The World Through a Lens

The World Through a Lens

Tory Glerum

While the cozy tables and comforting fare at the Barge might embody the homey, small-town feel of Hamilton, the photographs currently hanging on the walls give the familiar setting a much worldlier vibe. With senior Joseph Madres’ framed collection of black and white and colored digital images entitled, “The World, Together and Alone,” which will be displayed until October 12, viewers can travel to Australia, New Zealand, Thailand and Indonesia right from the solace of an armchair.

Madres, an Art major, had his self-portrait displayed in one of the Barge’s monthly art shows last year. While he was abroad, his faculty advisor secured him another spot to exhibit the many photographs he would have when he returned from his travels.

“I have been photographing for most of my life,” Madres said. “It is a big hobby of mine. I bought a brand new camera knowing I would use it.”

Madres spent last semester studying at the University of Wollongong with the Colgate Australia Study group. While there, he took a course on photography and media arts that provided him with assignments to shoot in nearby areas. The photographs from one particular shoot at an amusement park are all printed in black and white and displayed in eight by ten inch frames on the right wall of the Barge.

Madres said the theme of the shoot was low light and motion, so he took all the pictures at sunset or at night with low shutter speeds. Included are shots of a Ferris wheel, a hot food stand, and Madres’ family members looking out over the harbor during a visit.

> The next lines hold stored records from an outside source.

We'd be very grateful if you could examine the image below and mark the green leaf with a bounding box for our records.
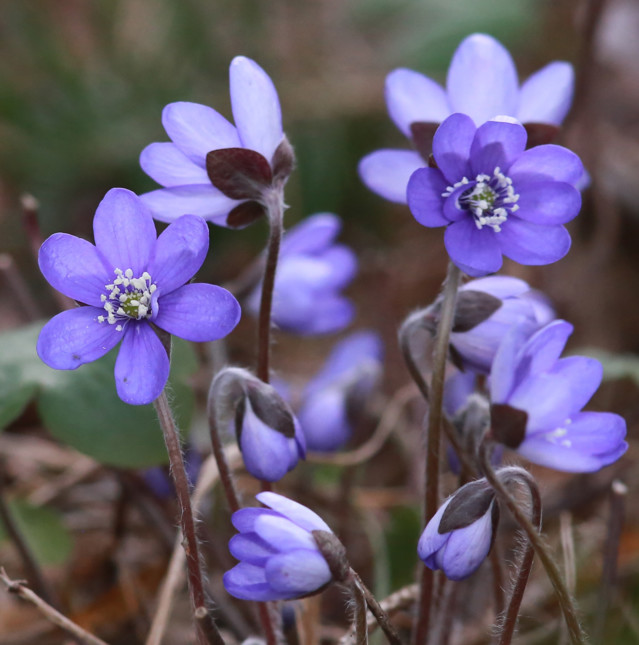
[38,340,197,468]
[0,500,73,564]
[0,321,55,429]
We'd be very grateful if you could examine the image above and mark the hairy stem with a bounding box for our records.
[256,189,284,383]
[153,391,224,645]
[479,442,586,645]
[413,262,461,645]
[350,569,402,645]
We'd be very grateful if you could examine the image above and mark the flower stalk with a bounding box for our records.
[153,391,224,645]
[479,442,586,645]
[413,262,461,644]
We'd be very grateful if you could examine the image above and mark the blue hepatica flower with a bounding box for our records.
[359,34,574,204]
[490,320,628,472]
[450,276,553,374]
[417,479,499,580]
[246,213,357,336]
[407,114,583,277]
[140,56,284,227]
[298,331,383,452]
[224,493,332,601]
[37,188,240,405]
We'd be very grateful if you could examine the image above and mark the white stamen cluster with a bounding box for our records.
[98,269,157,331]
[442,166,519,233]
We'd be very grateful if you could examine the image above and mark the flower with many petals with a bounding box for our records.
[246,213,357,336]
[298,331,383,452]
[224,493,333,602]
[406,114,583,277]
[490,320,628,472]
[37,188,240,405]
[140,56,293,228]
[417,479,499,580]
[359,34,574,204]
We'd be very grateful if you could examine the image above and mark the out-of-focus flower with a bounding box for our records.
[246,213,357,336]
[210,367,306,482]
[490,320,628,472]
[140,56,294,228]
[298,331,383,452]
[407,114,583,277]
[417,479,499,580]
[224,493,336,602]
[37,188,241,405]
[450,276,552,374]
[359,34,574,204]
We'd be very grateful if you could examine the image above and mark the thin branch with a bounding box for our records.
[0,568,107,645]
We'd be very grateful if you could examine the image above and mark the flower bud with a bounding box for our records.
[210,368,306,482]
[299,331,383,452]
[224,493,340,602]
[417,479,499,580]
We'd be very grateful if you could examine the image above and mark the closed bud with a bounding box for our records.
[209,367,306,482]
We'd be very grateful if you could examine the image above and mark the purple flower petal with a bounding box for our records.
[280,213,342,255]
[446,34,519,123]
[406,168,450,227]
[147,215,209,296]
[517,61,575,125]
[255,515,317,553]
[508,356,602,436]
[436,502,494,580]
[385,68,450,139]
[93,188,157,277]
[264,550,332,597]
[162,101,242,165]
[508,143,584,186]
[497,215,570,265]
[229,56,284,163]
[517,320,574,379]
[223,562,282,602]
[229,533,277,567]
[433,114,477,186]
[470,121,527,176]
[358,150,426,204]
[515,179,581,226]
[153,284,241,343]
[255,492,332,533]
[444,218,503,277]
[38,233,113,307]
[140,183,240,226]
[517,412,628,473]
[115,321,169,405]
[140,143,210,186]
[36,307,122,370]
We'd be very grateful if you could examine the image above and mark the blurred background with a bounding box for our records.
[0,0,639,645]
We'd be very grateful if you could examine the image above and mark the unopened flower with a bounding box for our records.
[490,320,628,472]
[298,331,383,452]
[407,114,582,277]
[210,367,306,482]
[37,188,240,405]
[224,493,341,602]
[359,34,574,203]
[417,479,499,580]
[140,56,293,228]
[246,213,357,336]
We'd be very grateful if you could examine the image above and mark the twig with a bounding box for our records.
[594,479,628,643]
[145,446,241,645]
[0,568,107,645]
[153,391,224,645]
[412,262,461,645]
[307,383,418,466]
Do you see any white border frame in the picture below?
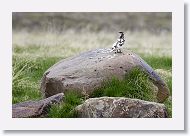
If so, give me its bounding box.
[0,0,184,130]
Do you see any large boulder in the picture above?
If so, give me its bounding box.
[75,97,168,118]
[41,49,169,102]
[12,93,64,118]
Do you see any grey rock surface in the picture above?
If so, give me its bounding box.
[41,49,169,102]
[75,97,168,118]
[12,93,64,118]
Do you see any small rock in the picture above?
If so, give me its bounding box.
[12,93,64,118]
[75,97,168,118]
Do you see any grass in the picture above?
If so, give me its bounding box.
[47,91,83,118]
[91,69,156,101]
[12,31,172,118]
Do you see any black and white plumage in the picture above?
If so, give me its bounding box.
[112,32,125,53]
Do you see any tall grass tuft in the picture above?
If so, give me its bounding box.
[91,69,156,101]
[47,91,83,118]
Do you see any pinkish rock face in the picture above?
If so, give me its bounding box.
[75,97,168,118]
[41,49,169,102]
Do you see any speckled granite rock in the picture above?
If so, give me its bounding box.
[75,97,168,118]
[41,49,169,102]
[12,93,64,118]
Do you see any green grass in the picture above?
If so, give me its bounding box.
[142,56,172,70]
[12,31,172,118]
[47,91,83,118]
[91,69,156,101]
[12,55,59,103]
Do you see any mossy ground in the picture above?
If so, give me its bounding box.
[12,32,172,118]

Displayed on the opposite wall in color is a large, haunting clown-head that stood at the entrance of Luna Park.

“I am fascinated with amusement parks,” Madres said. “To me they represent the dark underbelly of entertainment.”

Madres also captured many parts of Australia outside Luna Park, including boats on the harbor and the famous Opera house in Sydney, a cluster of tables in the financial district, steep canyons, and the tide effect on a beach in Darwin.

Displayed as well are pictures Madres took while visiting New Zealand over spring break. These shots include an overgrown field and broken fence, an illuminated bridge, and a floating pelican. For one particularly scenic shot, entitled “From the Bridge,” Madres had to climb down underneath the bridge onto a wooden platform suspended 100 feet in the air.

“I definitely wasn’t supposed to be there,” Madres said.

The remainder of the exhibit documents the three weeks Madres spent backpacking alone through the rainforests, beaches, and cities of Thailand and Indonesia after his semester in Australia ended.

These photographs take viewers from a twenty by thirty inch image of distant mountains, entitled “Dark Range”, to smaller photos of a monkey, a collection of bottles on a beach, the skyscrapers of Bangcock, and the barbed-wire enclosed guesthouse where Madres stayed and learned Indonesian. Madres said he was drawn to Indonesia because he loved the intensity of their art.

Madres said the scattered arrangement of the exhibit mirrors the experience he had viewing the diverse geography, beauty, and randomness of his surroundings.

“Over the semester, I saw desert, glaciers, rainforests, forests, and both urban and suburban areas,” Madres said. “The large landscapes pictures grab your attention, and the smaller images zoom in on solitary things. I liked attempting to capture of the personality and emotion of small and more banal objects.”

Madres said that while wandering, he was immediately drawn to the composition and aesthetic value of certain images, such as graffiti, an individual asleep on a ferry, baskets in a back alley, and a black cat silhouetted against a pure white wall.

“Sometimes people would wonder what I was taking a picture of,” Madres said.

Madres pointed out an image entitled “Mixed Message”, as one of his favorites. The photo displays the positioning of two signs placed next to each other on a Buddhist temple in Bangcock, one reading “Safety” and the other “Danger.”

The Barge hosted an opening for the exhibit on Saturday, September 1st, where students, professors and Hamilton residents gathered to enjoy refreshments and hear Madres speak about his travels. Since then, Madres has been contacted by several individuals interested in purchasing his work.

“We are pleased to support student artwork and display it for the Colgate and Hamilton communities,” Barge manager Judy Schenk said.

Madres said he hopes his range of photos allows viewers to be transported back with him to both the landscapes and the random objects of his travels.

“There were so many amazing experiences involved,” Madres said. “I want the exhibit to narrate the intensity of experiencing so much beauty and so much diversity by myself.”